This Strange Room Holds Secrets From Over a Century Ago!

Source: Reddit
I do enjoy finding little unused areas in older houses—the kind of rooms that make a person wonder how people lived in those days. It calls to mind my visit to my parents’ home in the mid 1960s—a house with a cellar that contained the smell of the ground and a sort of tangy aroma of smoked meat. What I do recall was jars of pickles stored there and my grandmother’s hands powdered with flour because of baking. The rooms felt as if they could speak—the history of homes—homes no longer just a space to live in but as centers of action, storage, and legacy.
That same feeling can be obtained when a brick room with an arched ceiling is discovered in a house constructed in the year 1860, as it is with this particular home. This brick structure is not just a rather fanciful design feature; rather, it is a reminder of a time when men and women lived in conditions that were plainly drudgery, where life was far more labor-intensive and, it would appear, even more domestic.
The room could have been used for many things, but this is one of the oldest parts of the house, and its construction—brick walls and a high vaulted ceiling—suggests more practical use. Indeed, there are numerous examples of Southern homes from the 1800s when electric refrigeration and heating were unheard of and so the rooms’ purpose was to store heat or cold. They are essentially thought of and constructed with the utility aspect in mind, that they might well be used for food preservation, preparation, or even as a limited smokehouse.

The one likely possibility is that this was a root cellar or cold storage room. In the years prior to the invention of refrigerators in the twentieth century, homes required areas where vegetables and other foods that would spoil in cold months could be stored. Permitting only minimal air flow through small vents, the thick brick walls made the room cool and dry, which was ideal for storing apples and onions, amongst other things. Root vegetables were stored in wooden crates or barrels, something that several individuals from the 50s might still recall seeing, when aiding their own parents or grandparents, storing food for winter.
Another very plausible candidate is that the room was initially used for baking or curing food, and perhaps also for smaller-scale smoke-housing. It is therefore definitely probable that this was once a room with a chimney pipe above it, meant for smoke from a fire-burning oven or stove. Brick ovens in old homes took a prime position in everybody’s everyday practice. Some would bake bread, smoke meats, cook big feasts, or else, relying on the heat-retaining capacity of the brick. The more extravagant arched ceiling may appear to have been simply an aesthetic choice in modern terms, but it may have served a purpose for air flow or to contain heat.
Through these brick rooms, people have the opportunity to be acquainted with more than one use for homes under favorable conditions for survival. There is what people still refer to as frugal living, a time when people gave little regard to going out to buy packaged products. Every part of a home was utilized, and such spaces as this would be as important as the kitchen or the living room is today.

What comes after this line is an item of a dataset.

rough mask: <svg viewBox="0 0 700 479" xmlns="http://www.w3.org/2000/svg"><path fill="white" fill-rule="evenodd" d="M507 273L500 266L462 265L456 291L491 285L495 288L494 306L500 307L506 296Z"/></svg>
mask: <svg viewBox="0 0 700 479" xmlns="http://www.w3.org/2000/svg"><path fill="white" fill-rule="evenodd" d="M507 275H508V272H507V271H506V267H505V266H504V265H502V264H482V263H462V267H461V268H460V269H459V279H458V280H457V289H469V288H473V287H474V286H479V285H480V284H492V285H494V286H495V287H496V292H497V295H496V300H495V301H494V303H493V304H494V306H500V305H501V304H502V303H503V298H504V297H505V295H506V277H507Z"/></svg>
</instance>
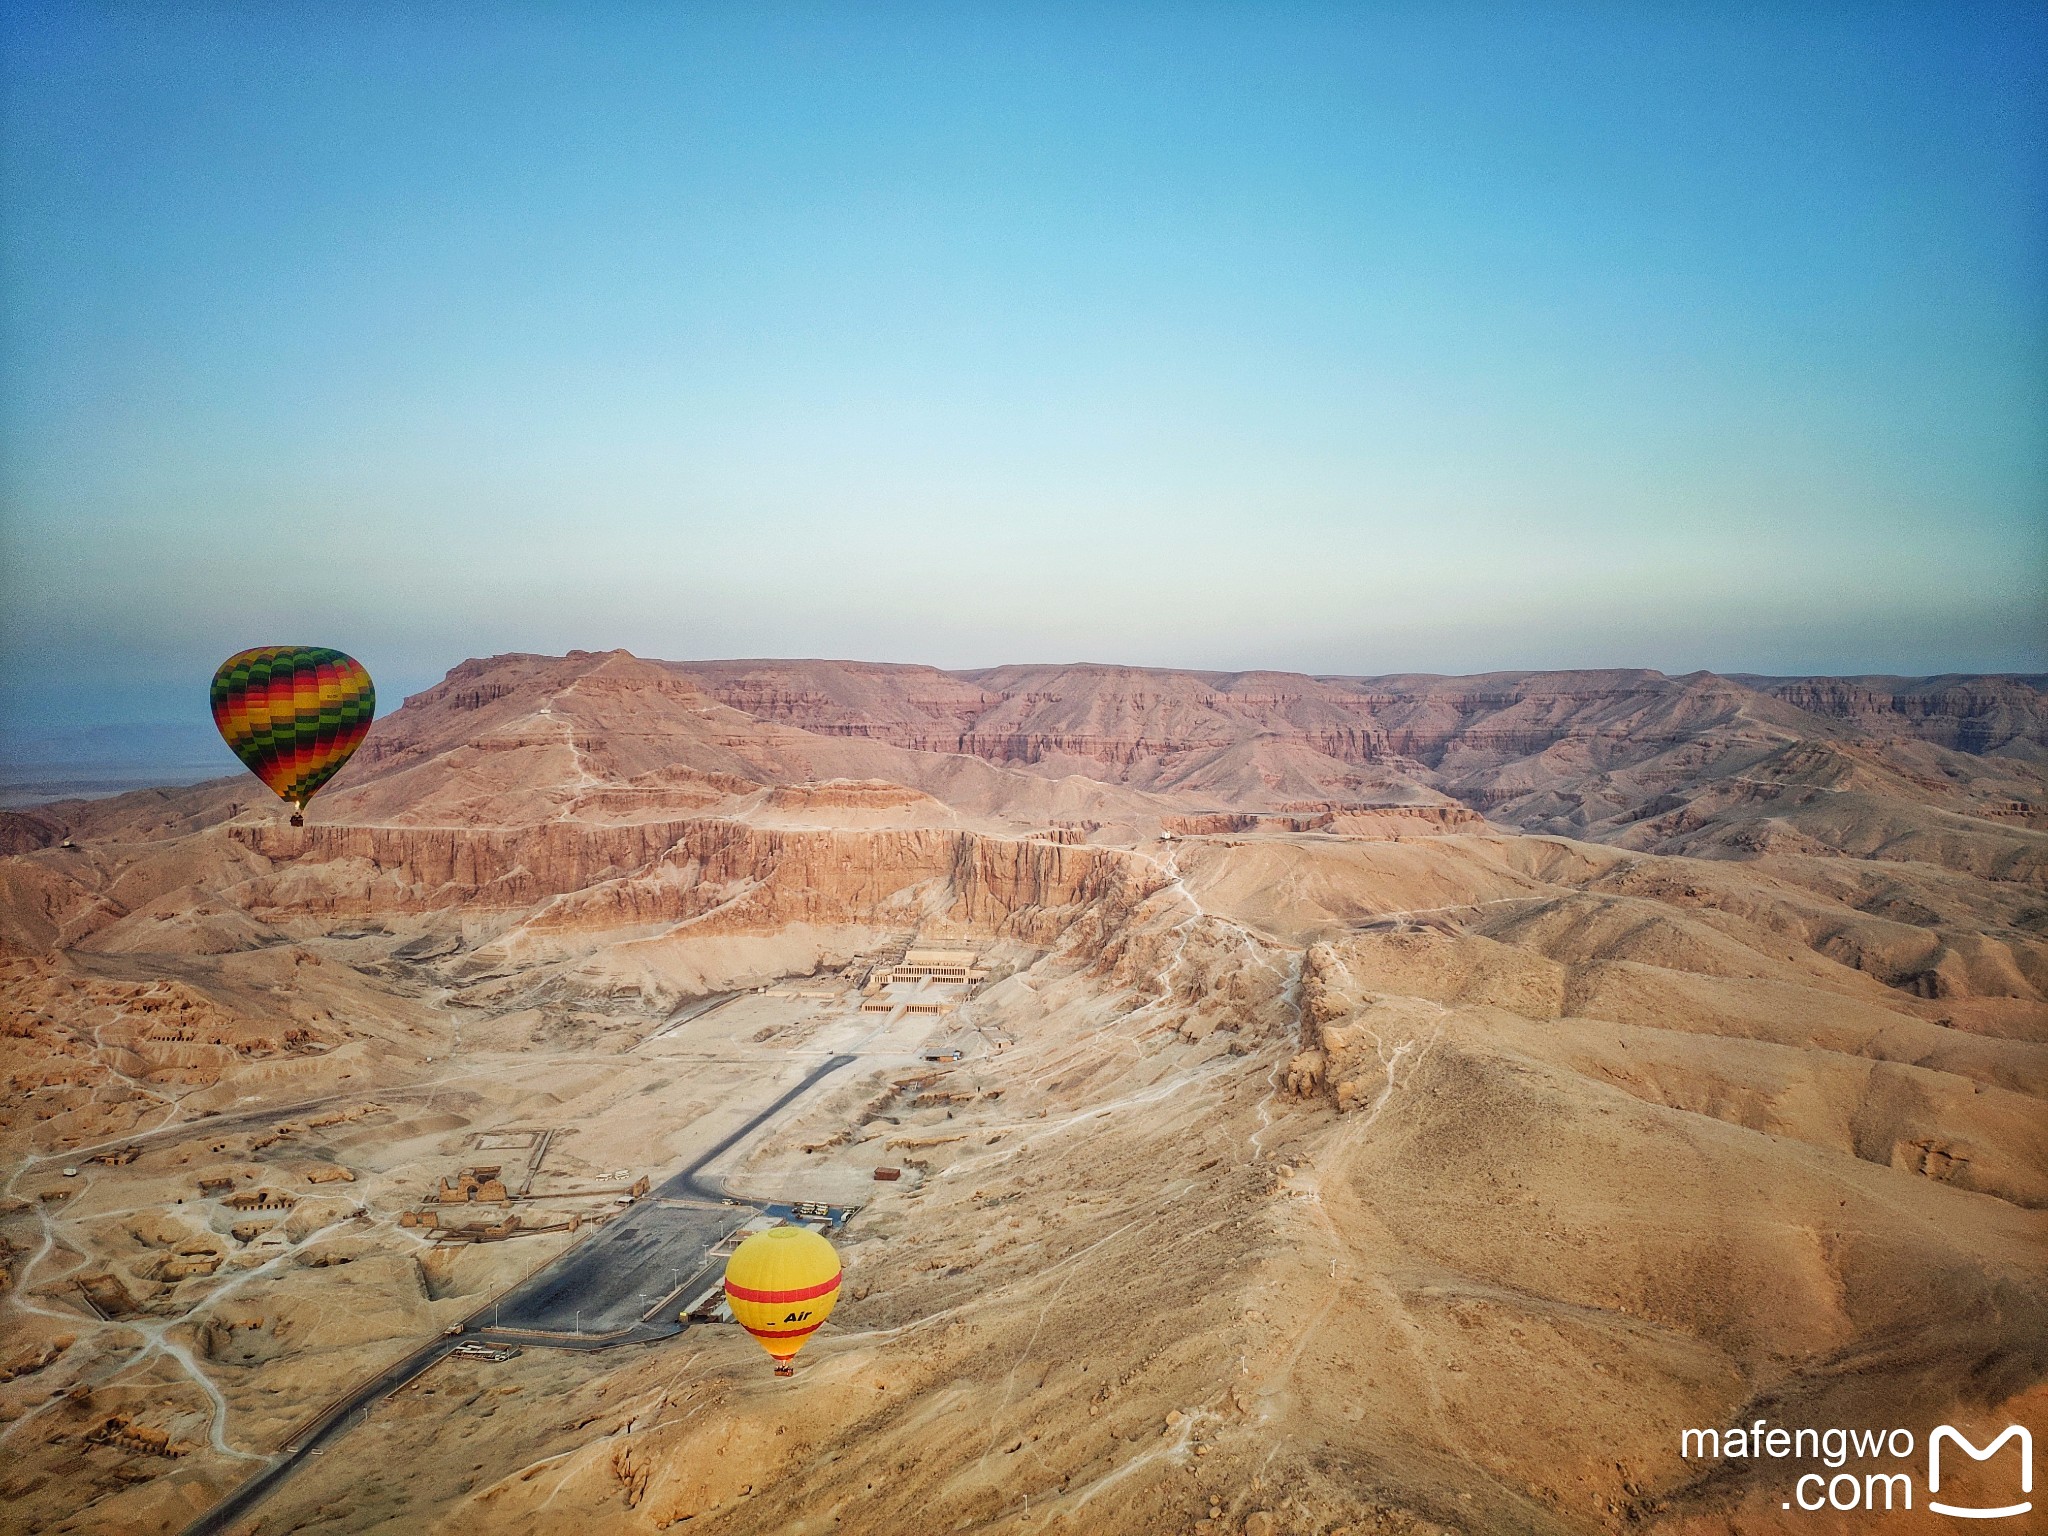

Over time, people no longer used a lot of these practical spaces for their intended purpose, or used them for other things. During the 1950s and the ‘60s, people in industrialized countries began using modern appliances such as refrigerators and freezers in the handling of their foods. Root cellars require earth to be directly in contact with food stuffs; hence, they became rare. The brick ovens were also phased out and replaced with the modern gaseous stove and electric stove. But to those children who were fortunate enough to grow up in a country home or in older houses, some of these rooms conjure up memories of early farming when families sat together to prepare food that they produced in their farms using what could be harvested and preserved in cans and jars.
For anyone fortunate enough to own or even ever come across such a room in a pre-1900 house, the potential of preservation is thrilling. It may transform into a beautiful pantry or wine cellar or even a place where one stores previously stored dated items; it can be preserved as part of its history yet be adopted to the contemporary way of life.
Still, it is impossible to deny the sense of consolidation that derives from having found some novel method of nurturing old buildings back into life. Whether it was a kitchen to store numerous jars of pickles or a room reeking of cured meats, this brick room is history made real to the teeth. Just like the old cellar my grandmother had, it is valuable as history, showing how houses and the people in them operated.

Such discovery can be useful to know that more than anything, homes embrace histories and aesthetics beyond the original framework of comfort they were designed for. And, perhaps, a suggestion to enjoy the kind of tales that can be found in every stone and bar.